We again had a sunny morning but sadly the strong wind wasn't in our favour. We searched a long time in the dunes and the coastal forest but only saw Italian Wall Lizard, Western Green Lizard, Western Whip Snake and Green Toads. A bit further inland we visited some agricultural areas where we again saw the same species, apart from a possible first Asp Viper, dissappearing between Delt Blue pottery sharts. However, the density of African Monarch (Danaus chrysippus) was crazy and I never saw so many of them in one place! Again the weather turned sour and we drove on further east in the hope to find better conditions. Close to Tarente we were in luck as the sun was out, at least shortly... At this promising site we found via Google Earth, we started to flip rocks and not even 20 metres from the car Jesse uncovered the little gem hiding underneath. Finally a small but beautiful Asp Viper (Vipera aspis hugyi) which was my only new taxon for 2020. Of course we couldn't believe our luck and started searching on. Although the site looked perfect we only found more of the common species. Sadly the rain followed us and soon we found ourselves hiding from the rain in an ancient ruin. Inside the ruin there were many snake tracks but we couldn't find their owners. A run back to the car and a slippery drive back to the paved road brought us on a flooded highway. At the Donnosanto Residence we found a small but cozy room to stay and after pizza we were in the field again. Luckily the rain stopped and brought out the animals. At several places we found many Edible Frogs, huuuuge Common Toads and several European Pond Terrapins (Emys orbicularis hellenica) including a freshly hatched individual still bearing the egg tooth. 

16th of October 2020

An early morning as we sadly had to drop Wouter of at Brindisi airport. Many man tears were shed but we tried to keep it together and continued herping. A first herping spot looked promising but after finding the common species we also noticed the shitload of security cameras so we decided to climb back over the fence and move on. We did get a good view of a Kingfisher (Alcedo atthis) foraging at this coastal swamp. South of Otranto we herped at the most easterly part of Italy and had a great view over the sea. At the cliffs we were searching for a species which stems from a probable recent introduction. Of course Italian Wall Lizards were all over the place but on a steep karstic outcrop I could find an adult and juvenile of Dalmatian Algyroides (Algyroides nigropunctatus). Strange to see them in such a barren habitat! Also Moorish Gecko and Western Whip Snake were seen here. In the afternoon we drove to Sant'Isidoro where we spent the whole afternoon flipping rocks. Again amazing to see such great habitat and find nothing but Italian Wall Lizard, Western Whip Snake, Turkish Gecko, Moorish Gecko and Green Toad. Still a beautiful place which must be very rewarding in springtime. Jesse and I had a refreshing dip in the lagune and shortly before sunset we explored some promising looking places for chameleons. After checking in at the B&B Le Vallonee we had a pizza and went out again. Chameleons are introduced in this area and despite being seemingly widespread in Apulia, we couldn't find a single individual. 

17th of October 2020

 For Jesse it was also time to leave and we dropped him off at the trainstation in Bari. Close by we visited a quarry where dinosaur footprints had been discovered in 1999. Sadly we couldn't visit the quarry but we did meet Marco, the guy who discovered the footprints and he was so kind as to show us the area and helped us with our search for Leopard Snake. Another amazing place, with great weather, lots of stuff to flip and nothing but Italian Wall Lizard, Moorish Gecko, Turkish Gecko and Western Whip Snake. Around noon it was also time to go for us and we drove towards the airport of Naples. A quick meal at the Golden Arches and before we knew it we were in the plane back to Amsterdam.

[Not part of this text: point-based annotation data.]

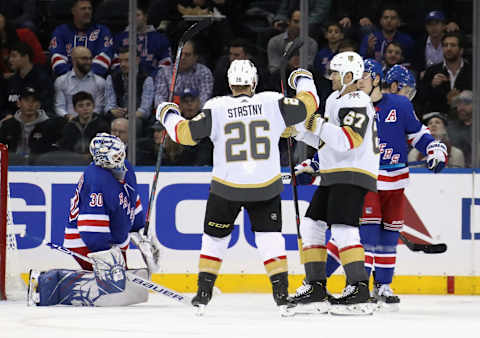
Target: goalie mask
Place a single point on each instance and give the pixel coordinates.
(108, 151)
(242, 73)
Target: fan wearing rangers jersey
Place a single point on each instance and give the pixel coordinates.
(383, 211)
(245, 129)
(348, 156)
(105, 214)
(81, 32)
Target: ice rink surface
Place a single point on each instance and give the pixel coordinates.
(241, 315)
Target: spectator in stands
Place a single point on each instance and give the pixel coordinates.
(437, 123)
(81, 32)
(191, 74)
(116, 93)
(23, 14)
(80, 78)
(80, 130)
(198, 155)
(373, 45)
(276, 45)
(334, 36)
(393, 56)
(445, 80)
(27, 74)
(119, 128)
(460, 129)
(9, 36)
(239, 50)
(16, 131)
(153, 47)
(428, 49)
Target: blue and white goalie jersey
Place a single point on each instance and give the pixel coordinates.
(103, 210)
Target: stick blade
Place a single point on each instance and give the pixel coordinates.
(195, 29)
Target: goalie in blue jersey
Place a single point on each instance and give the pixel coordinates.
(105, 215)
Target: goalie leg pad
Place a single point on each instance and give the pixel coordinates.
(79, 288)
(109, 268)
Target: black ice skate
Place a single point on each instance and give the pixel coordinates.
(311, 297)
(204, 292)
(387, 301)
(280, 295)
(355, 300)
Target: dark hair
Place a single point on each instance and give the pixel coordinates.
(243, 43)
(82, 96)
(333, 23)
(23, 49)
(457, 35)
(345, 43)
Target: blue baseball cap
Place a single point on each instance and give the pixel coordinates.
(435, 15)
(189, 92)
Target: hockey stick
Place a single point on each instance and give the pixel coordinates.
(187, 35)
(291, 48)
(426, 248)
(144, 283)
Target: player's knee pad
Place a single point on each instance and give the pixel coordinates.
(270, 245)
(109, 268)
(345, 235)
(214, 246)
(389, 240)
(313, 232)
(219, 230)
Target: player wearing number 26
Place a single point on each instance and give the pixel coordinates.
(245, 129)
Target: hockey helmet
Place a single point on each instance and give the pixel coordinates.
(373, 67)
(108, 151)
(347, 62)
(242, 73)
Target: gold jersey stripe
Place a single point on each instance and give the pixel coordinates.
(355, 137)
(253, 185)
(314, 255)
(355, 254)
(184, 134)
(208, 265)
(336, 170)
(276, 266)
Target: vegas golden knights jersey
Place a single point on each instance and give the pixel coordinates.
(245, 131)
(349, 152)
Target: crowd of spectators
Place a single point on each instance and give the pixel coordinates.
(64, 66)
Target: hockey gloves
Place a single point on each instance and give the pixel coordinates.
(437, 156)
(297, 74)
(149, 248)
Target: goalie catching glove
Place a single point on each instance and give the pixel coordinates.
(149, 248)
(437, 156)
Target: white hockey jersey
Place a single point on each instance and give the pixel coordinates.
(245, 131)
(349, 152)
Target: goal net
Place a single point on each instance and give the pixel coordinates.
(12, 286)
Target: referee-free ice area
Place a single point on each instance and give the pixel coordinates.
(241, 315)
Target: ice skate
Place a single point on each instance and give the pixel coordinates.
(355, 301)
(386, 300)
(33, 297)
(311, 298)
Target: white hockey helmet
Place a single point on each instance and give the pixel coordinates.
(348, 62)
(108, 151)
(242, 73)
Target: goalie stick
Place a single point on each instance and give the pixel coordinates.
(144, 283)
(290, 49)
(426, 248)
(187, 35)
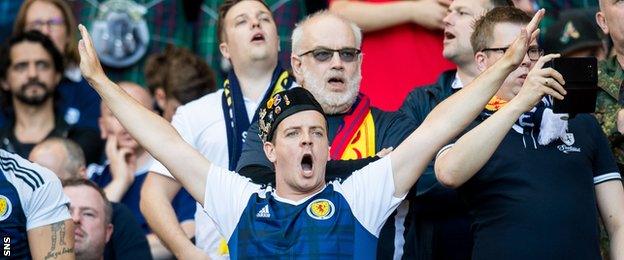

Southern Italy definitely boosts an amazing biodiversity and is underappreciated by many amphibian and reptile enthusiasts. The timing of our visit however wasn't the best for reptiles. The rain certainly brought out our amphibian desiderata but for reptiles it was a little late in the season. Of course we knew that before we went, but we were still hoping to find juvenile snakes under stones much like you would expect from visiting Spain or Greece in this time of year. Even finding some of the more common species such as Anguis veronensis, Chalcides chalcides, or Testudo hermanni proved to be challenging. Other then that it was sometimes hard to find any good habitat as the agricultural areas are vast and places which are fenced plentiful. But still, a revisit beckons to see those introduced chameleons in Apulia, more hugyi variation and to enjoy more of those amazing pizzas. We will be back!

Still haven't got enough? Check out Laura's Flickr album as well!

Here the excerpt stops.